The claimed device for performing the inventive method according to the independent Device claim includes a µ-Raman spectrometer, a Holding and transport device and a receiving device and can also with an optical measurement and Detection system, for example a reflected light microscope be equipped.

By the inventive method and the device for Carrying out the process eliminates the production Editing and subjective assessment of specific processed semiconductor material, such as Silicon test disks, as well as the disposal of toxic Process media such as chromic acids. That claimed Process can be applied to any monocrystalline Apply semiconductor material and can therefore at any Job in a production line for silicon wafers to get integrated. The automated recording, storage and evaluation of the measured values by a process computer enables one taking place in the production line Assessment of the material after each one Processing step.  

FIG. 4 shows a device in a combination of the individual devices that is possible for carrying out the method according to the invention.

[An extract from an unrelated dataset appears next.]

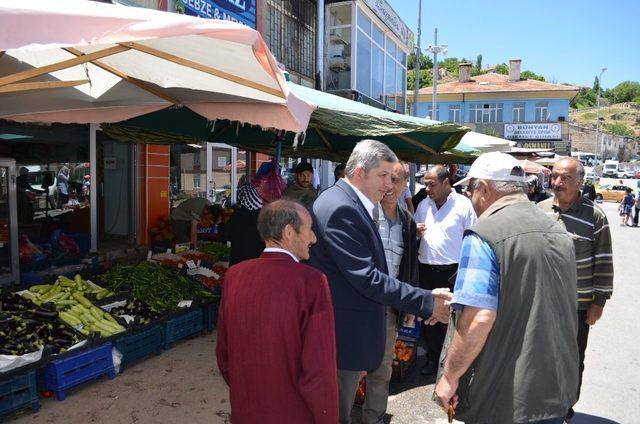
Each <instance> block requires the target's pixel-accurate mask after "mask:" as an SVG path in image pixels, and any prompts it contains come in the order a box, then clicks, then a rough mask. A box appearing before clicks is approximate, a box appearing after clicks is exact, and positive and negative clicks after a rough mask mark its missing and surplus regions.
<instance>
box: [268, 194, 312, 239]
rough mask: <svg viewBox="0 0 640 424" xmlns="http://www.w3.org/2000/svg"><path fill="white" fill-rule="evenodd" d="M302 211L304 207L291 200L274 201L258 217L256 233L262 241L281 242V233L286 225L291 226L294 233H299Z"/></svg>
mask: <svg viewBox="0 0 640 424" xmlns="http://www.w3.org/2000/svg"><path fill="white" fill-rule="evenodd" d="M302 210H304V206H302V205H301V204H300V203H297V202H292V201H291V200H276V201H275V202H273V203H269V204H267V205H266V206H264V207H263V208H262V210H261V211H260V214H259V215H258V233H260V237H261V238H262V240H264V241H269V240H271V241H280V240H282V231H284V227H286V226H287V225H291V227H293V229H294V230H295V231H296V233H299V232H300V227H301V226H302V218H301V217H300V212H301V211H302Z"/></svg>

Monocrystalline semiconductor material ( 2 ) is automatically transferred, for example by a holding and transport device ( 1 ), to a position suitable for the examination. With a scanning device ( 6 ), the sample ( 2 ) to be examined is specifically moved during the measurement. A µ-Raman spectrometer ( 3 ) and a reflected light microscope ( 4 ) are arranged over the sample to be examined. The individual measuring methods are then applied in succession or simultaneously to the sample ( 2 ) to be examined. After the measured values of the sample have been obtained, a decision is made, for example by means of a computer-assisted analysis of the comparison with a database, as to whether the material is further processed or discarded. The measured values are stored in a process computer ( 5 ). In the last step, the sample ( 2 ) is removed from the measuring device ( 1 ) again by the holding and transport device.

Claims (7)

1. A method for the rapid, non-destructive detection and characterization of crystal defects in monocrystalline semiconductor material, characterized in that a sample body made of monocrystalline semiconductor material is investigated with µ-Raman spectroscopy. 2. The method according to claim 1, characterized in that Phase changes caused by processing steps, can be detected. 3. The method according to claim 1 or 2, characterized in that the result of the inspection for quality control and for process control in the production of monocrystalline Silicon wafers is used. 4. The method according to claim 1 to 3, characterized in that a computer-aided analysis of the measured values and the Comparison of the data obtained in this way with the data of one Fault database captured by a process computer, stored and is evaluated. 5. The method according to claim 1 to 4, characterized in that the specimen after every single processing step in a production line for the production of Silicon single crystals and silicon wafers are examined can. 6. The method according to claim 1 to 5, characterized in that the method with other methods of detection and Characterization of crystal defects can be combined. 7. Device for quick, non-destructive detection and Characterization of crystal defects in monocrystalline Semiconductor material comprising a µ-Raman spectrometer, a Holding and transport device and a process computer.